YOUTUBE: https://youtu.be/HZkv57DHu0k
PODCAST: https://podcasters.spotify.com/pod/show/nalsu
DETAILS: This is a recording of a live event in the NALSU Labour Studies Seminar Series, partnered with the Vuyisile Mini Workers School, held on Wednesday, 15 November 2023, at the Graham Hotel, Makhanda, South Africa. The Vuyisile Mini Workers School, for unions and other working-class movements, is part of NALSU's Worker Education Project, of which see here /nalsu/
THE SPEAKERS :
- Dr Anusa Daimon, University of Freiburg, studies at migration, transnational ethnic minorities, labour, and politics in southern Africa. He is working on a monograph on Malawian migrant communities.
- Professor Chitja Twala, University of Limpopo, works on liberation history and Bantustan history . He has been awarded fellowships at Harvard University, the University of Ghana, and the University of California.

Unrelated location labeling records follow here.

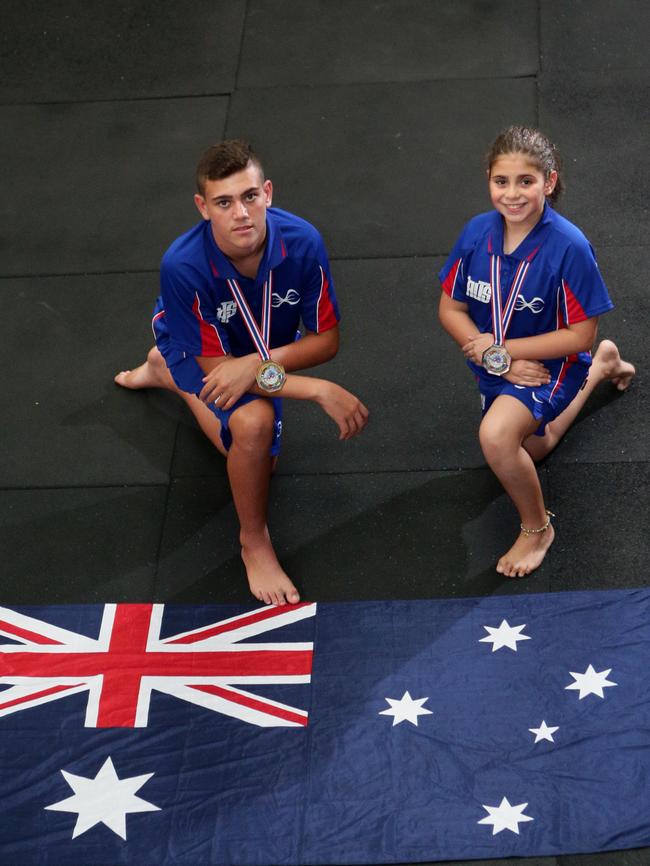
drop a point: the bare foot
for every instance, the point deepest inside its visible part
(266, 578)
(152, 374)
(526, 554)
(610, 365)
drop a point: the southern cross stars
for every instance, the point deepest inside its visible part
(405, 709)
(591, 682)
(105, 799)
(505, 635)
(544, 732)
(505, 817)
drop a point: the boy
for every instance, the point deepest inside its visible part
(233, 291)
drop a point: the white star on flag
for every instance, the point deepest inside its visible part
(505, 817)
(105, 799)
(505, 635)
(405, 709)
(591, 682)
(544, 732)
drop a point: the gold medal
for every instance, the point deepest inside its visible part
(270, 376)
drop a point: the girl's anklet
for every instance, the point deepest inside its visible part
(526, 531)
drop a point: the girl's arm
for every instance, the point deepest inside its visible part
(455, 319)
(575, 338)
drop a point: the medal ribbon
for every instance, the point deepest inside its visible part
(501, 318)
(259, 337)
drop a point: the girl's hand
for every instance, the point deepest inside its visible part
(529, 373)
(475, 346)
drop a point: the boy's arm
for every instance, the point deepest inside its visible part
(346, 410)
(233, 377)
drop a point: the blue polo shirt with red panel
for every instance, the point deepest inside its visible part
(199, 312)
(562, 284)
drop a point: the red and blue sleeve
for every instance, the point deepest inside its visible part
(190, 314)
(453, 274)
(319, 310)
(582, 291)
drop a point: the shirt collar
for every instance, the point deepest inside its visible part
(530, 244)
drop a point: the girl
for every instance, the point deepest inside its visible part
(521, 296)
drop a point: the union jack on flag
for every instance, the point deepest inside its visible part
(128, 660)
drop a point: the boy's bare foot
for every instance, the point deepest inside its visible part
(610, 365)
(526, 554)
(267, 580)
(152, 374)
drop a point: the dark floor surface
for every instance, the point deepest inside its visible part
(372, 119)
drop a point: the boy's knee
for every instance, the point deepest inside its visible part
(252, 425)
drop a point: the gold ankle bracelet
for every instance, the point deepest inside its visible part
(526, 531)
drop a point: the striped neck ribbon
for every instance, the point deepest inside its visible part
(502, 314)
(259, 336)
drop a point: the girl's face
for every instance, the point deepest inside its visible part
(518, 190)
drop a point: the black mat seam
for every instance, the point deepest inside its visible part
(109, 486)
(382, 82)
(115, 100)
(240, 53)
(539, 62)
(163, 522)
(366, 258)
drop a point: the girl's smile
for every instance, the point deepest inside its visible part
(518, 190)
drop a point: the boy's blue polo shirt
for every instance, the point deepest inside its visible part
(200, 315)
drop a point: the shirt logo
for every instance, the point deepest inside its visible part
(479, 289)
(536, 305)
(226, 310)
(292, 297)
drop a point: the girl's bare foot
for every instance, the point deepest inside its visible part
(608, 364)
(152, 374)
(266, 578)
(526, 554)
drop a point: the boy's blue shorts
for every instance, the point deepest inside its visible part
(544, 403)
(188, 376)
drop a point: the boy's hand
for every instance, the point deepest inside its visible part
(231, 378)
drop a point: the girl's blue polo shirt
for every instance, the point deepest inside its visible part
(563, 284)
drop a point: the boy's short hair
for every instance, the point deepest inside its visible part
(223, 159)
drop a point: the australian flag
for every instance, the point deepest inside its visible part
(363, 732)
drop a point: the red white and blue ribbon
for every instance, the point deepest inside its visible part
(259, 336)
(501, 316)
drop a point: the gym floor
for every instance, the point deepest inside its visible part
(372, 120)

- Professor van der Walt, Rhodes University, has published widely on labour and left history, and on political economy, and serves as NALSU director.
ABOUT NALSU: Based in the Eastern Cape, South Africa, NALSU is engaged in policy, research, and workers' education, has a democratic, non-sectarian, non-aligned and pluralist practice, and active relations with a range of advocacy, labour and research organisations. We are named in honour of Dr Neil Hudson Aggett, union organiser and medical doctor who died in 1982 in an apartheid jail after enduring brutality and torture.